Теперь он мог присмотреться к ней, тем более что она на него не глядела. Повернувшись боком, Эрика следила за рассеивающимся дымом. Не красива, но и не дурнушка. В лице что-то интригующее: насмешливость в сочетании с высокомерием, а может, и с застенчивостью… трудно сказать. Нос чуть длинноват, прямые волосы ниспадают по обеим сторонам лица, и рот — странный, капризный, как-то не вяжущийся с чертами этого недетского лица. Глаз не было видно.
— Мне не очень-то ясно, что ты имеешь в виду, но поверь, пришел я к тебе просто так, без всякой цели. Нет у тебя охоты со мной говорить — ради бога, я тут же уйду. А если не мешаю, поговорим минутку — и я все равно уйду, так что риск не велик. Постой, а ты, случаем, не больна? Что с тобой? Может, тебе чего-нибудь нужно?
— Нужно? С чего бы?
Тут она наконец повернулась к нему, и он увидел ее глаза. Обрамленные прямыми ресницами, большие, почти неподвижные, очень красивые.
— Ну, не знаю… Будний день, а ты не в школе… — неуверенно начал он.
— Я в школу не хожу.
— Как это?
— А вот так. Не хожу, и все тут.
— А почему в постели лежишь?
— Люблю. Все всегда делаю в постели — читаю, рисую. Удовлетворен?
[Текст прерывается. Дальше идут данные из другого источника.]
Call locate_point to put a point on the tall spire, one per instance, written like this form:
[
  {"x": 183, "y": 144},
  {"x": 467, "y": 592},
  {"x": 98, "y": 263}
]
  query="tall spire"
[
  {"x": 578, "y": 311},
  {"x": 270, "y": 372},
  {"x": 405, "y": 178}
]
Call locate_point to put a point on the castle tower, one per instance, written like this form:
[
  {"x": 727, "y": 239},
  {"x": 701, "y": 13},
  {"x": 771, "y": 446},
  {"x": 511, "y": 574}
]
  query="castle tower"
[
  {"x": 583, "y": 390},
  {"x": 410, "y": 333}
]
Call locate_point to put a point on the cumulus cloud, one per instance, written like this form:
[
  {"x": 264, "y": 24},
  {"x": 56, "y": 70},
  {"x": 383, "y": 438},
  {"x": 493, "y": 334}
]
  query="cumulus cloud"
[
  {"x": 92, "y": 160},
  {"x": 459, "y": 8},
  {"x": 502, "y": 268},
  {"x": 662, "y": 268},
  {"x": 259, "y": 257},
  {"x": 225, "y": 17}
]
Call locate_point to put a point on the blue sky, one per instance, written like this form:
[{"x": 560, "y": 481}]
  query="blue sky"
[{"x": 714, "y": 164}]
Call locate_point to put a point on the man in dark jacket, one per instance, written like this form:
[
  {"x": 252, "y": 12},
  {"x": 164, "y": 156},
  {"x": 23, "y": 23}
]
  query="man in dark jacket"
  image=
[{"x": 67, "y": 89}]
Павел пытался уловить, правду ли она говорит или валяет дурака. Похоже, правду. В школу не ходит… А мать? Мирится с этим?
— Ты учишься дома?
— Вообще не учусь. Это скучно.
— Ну, знаешь, учение ни для кого не развлечение, но… — Фу, вздор какой! Девица рисуется, а он с ходу клюнул и принялся мораль ей читать.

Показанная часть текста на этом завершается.